Ciela:Öyle deme dedesi. Tamam hadi gidip alalım oğluşuma.
Alberto:Siz gidin ben arabada kalacağım.Carlos ve Ciela dükkana girdiler
O sırada Hope tuvalete gitti. Jane siparişlerle ilgileniyordu.
Jane: ..' ya hoşgeldiniz, ne alırdınız?
Ciela birden çığlık atıp ağlamaya başladı.
Carlos:Nene iyi misin?!
Jane ne yapacağını bilemiyordu.

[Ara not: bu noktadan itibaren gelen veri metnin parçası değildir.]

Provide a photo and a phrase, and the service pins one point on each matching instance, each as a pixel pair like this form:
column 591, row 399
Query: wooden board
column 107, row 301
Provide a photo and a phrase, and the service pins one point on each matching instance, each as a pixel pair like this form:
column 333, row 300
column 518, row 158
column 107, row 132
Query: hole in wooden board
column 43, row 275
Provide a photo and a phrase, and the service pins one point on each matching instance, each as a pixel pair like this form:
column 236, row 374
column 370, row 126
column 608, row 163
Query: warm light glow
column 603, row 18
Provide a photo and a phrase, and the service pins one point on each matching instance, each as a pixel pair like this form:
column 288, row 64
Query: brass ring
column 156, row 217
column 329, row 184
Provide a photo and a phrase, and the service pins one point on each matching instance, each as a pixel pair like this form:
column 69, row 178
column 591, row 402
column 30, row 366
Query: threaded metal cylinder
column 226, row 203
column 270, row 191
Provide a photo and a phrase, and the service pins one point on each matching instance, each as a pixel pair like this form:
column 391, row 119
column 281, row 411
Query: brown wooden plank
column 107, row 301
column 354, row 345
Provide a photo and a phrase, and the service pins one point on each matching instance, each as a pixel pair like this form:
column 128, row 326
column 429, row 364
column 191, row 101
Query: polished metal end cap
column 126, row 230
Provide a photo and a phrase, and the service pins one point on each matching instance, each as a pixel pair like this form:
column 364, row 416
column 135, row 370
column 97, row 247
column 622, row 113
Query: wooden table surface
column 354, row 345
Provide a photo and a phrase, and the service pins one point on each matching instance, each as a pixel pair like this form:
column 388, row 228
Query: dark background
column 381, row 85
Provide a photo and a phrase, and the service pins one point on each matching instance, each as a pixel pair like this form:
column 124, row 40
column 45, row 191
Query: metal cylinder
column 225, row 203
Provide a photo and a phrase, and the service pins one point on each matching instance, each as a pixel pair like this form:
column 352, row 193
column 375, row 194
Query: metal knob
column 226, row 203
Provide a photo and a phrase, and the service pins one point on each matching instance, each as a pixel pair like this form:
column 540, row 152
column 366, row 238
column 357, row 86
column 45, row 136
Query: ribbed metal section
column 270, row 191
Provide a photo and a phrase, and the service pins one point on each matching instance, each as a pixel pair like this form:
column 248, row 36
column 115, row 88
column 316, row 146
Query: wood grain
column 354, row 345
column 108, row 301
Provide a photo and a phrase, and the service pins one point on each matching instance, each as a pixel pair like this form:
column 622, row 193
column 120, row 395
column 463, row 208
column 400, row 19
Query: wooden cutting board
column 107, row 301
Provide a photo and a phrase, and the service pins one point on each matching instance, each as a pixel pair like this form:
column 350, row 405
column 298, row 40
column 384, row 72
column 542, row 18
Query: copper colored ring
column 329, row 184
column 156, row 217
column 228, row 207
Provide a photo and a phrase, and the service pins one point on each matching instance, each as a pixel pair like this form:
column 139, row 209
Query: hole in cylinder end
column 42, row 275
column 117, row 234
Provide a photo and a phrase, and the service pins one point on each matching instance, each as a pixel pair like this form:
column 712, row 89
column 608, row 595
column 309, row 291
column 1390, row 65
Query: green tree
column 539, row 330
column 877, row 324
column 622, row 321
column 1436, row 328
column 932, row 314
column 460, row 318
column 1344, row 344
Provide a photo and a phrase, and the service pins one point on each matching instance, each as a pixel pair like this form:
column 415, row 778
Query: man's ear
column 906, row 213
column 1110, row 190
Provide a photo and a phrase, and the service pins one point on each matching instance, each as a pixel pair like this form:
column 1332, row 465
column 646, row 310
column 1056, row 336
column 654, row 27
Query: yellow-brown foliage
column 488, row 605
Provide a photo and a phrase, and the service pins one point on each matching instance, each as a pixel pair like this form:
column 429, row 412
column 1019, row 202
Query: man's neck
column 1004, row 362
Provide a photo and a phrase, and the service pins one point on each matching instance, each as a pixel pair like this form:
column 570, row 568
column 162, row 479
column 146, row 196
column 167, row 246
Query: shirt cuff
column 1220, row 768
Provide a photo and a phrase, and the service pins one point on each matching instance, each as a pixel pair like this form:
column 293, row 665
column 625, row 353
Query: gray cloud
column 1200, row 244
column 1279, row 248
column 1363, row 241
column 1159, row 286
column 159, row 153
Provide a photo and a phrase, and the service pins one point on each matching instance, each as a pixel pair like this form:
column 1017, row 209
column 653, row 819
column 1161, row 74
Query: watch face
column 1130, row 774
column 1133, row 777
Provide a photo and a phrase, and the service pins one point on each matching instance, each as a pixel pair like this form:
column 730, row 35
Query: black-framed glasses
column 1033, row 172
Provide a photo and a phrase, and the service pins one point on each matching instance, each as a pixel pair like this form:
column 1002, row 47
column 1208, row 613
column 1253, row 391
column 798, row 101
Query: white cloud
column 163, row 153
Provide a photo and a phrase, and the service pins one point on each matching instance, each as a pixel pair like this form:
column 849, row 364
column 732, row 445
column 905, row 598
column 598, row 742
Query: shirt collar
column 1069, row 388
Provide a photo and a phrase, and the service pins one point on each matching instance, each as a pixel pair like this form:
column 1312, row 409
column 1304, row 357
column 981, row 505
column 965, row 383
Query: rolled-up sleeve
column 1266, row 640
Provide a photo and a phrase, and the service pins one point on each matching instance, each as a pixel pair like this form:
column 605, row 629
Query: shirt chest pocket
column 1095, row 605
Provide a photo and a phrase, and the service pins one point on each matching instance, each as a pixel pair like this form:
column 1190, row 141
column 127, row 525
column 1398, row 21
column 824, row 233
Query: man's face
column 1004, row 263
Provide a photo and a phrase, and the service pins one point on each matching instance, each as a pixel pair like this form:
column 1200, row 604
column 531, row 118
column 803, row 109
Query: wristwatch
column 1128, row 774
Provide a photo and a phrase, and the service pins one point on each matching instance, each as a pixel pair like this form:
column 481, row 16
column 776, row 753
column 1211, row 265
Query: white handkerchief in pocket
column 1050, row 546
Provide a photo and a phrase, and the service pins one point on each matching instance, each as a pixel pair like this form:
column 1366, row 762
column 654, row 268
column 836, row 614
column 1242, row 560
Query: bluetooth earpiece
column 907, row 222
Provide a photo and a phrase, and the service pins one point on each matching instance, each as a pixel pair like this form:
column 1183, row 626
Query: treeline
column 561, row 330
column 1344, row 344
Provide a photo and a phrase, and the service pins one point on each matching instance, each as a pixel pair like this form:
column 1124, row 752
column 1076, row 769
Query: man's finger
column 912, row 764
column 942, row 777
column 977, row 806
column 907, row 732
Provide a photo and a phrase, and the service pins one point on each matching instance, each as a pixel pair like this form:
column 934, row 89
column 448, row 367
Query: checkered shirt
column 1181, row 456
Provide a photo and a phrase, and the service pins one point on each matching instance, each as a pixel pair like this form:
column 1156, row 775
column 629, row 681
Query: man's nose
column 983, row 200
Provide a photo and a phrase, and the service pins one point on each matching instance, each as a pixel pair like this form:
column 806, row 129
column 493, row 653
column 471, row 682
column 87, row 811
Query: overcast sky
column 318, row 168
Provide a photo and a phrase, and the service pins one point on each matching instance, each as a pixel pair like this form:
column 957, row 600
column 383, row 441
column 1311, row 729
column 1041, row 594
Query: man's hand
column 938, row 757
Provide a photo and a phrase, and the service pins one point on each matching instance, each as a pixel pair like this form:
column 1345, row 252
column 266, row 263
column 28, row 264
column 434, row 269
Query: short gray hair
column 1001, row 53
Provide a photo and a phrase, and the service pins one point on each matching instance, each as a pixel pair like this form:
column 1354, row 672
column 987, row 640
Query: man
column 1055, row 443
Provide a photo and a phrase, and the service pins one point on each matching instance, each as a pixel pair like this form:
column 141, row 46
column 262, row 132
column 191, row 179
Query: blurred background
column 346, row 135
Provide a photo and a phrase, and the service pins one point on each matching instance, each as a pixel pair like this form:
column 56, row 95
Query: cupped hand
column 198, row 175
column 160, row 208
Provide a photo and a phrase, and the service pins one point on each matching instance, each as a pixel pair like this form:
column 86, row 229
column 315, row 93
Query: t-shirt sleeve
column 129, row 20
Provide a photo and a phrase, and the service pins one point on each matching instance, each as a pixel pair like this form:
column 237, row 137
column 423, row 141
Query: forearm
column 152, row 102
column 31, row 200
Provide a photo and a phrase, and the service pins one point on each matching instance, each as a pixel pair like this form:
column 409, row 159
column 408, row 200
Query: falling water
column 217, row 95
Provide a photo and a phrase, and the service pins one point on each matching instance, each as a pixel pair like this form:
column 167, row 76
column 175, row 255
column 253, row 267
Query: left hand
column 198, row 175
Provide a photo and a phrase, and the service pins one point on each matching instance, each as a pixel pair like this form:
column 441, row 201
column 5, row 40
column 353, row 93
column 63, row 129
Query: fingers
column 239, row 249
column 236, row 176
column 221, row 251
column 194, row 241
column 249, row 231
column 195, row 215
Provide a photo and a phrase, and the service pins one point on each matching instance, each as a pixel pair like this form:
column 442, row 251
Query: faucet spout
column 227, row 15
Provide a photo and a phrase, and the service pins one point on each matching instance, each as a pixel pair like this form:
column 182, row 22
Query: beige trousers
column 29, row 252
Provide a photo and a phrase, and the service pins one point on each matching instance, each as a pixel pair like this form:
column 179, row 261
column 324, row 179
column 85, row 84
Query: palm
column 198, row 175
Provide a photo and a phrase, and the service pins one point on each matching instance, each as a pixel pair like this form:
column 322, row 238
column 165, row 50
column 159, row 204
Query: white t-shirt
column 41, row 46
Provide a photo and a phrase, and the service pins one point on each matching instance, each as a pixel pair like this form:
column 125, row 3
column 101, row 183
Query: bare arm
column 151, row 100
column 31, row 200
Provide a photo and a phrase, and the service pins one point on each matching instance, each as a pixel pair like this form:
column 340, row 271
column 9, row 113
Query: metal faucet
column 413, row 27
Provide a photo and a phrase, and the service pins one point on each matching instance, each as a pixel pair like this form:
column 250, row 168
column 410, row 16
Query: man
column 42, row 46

Ciela ayağa kalkıp Jane' e sarıldı.
Ciela:Benim küçük Sofia'm. Sonunda bulduk seni. Biliyordum,dedi hıçkıra hıçkıra ağlayarak.
Carlos:Saçmalama nene o Sofia değ...
Carlosla Jane'in gözleri buluşmuştu. Carlos gözlerine inanamıyordu. O gerçekten Sofia mıydı? Küçük kız kardeşi karşısında mıydı şu an?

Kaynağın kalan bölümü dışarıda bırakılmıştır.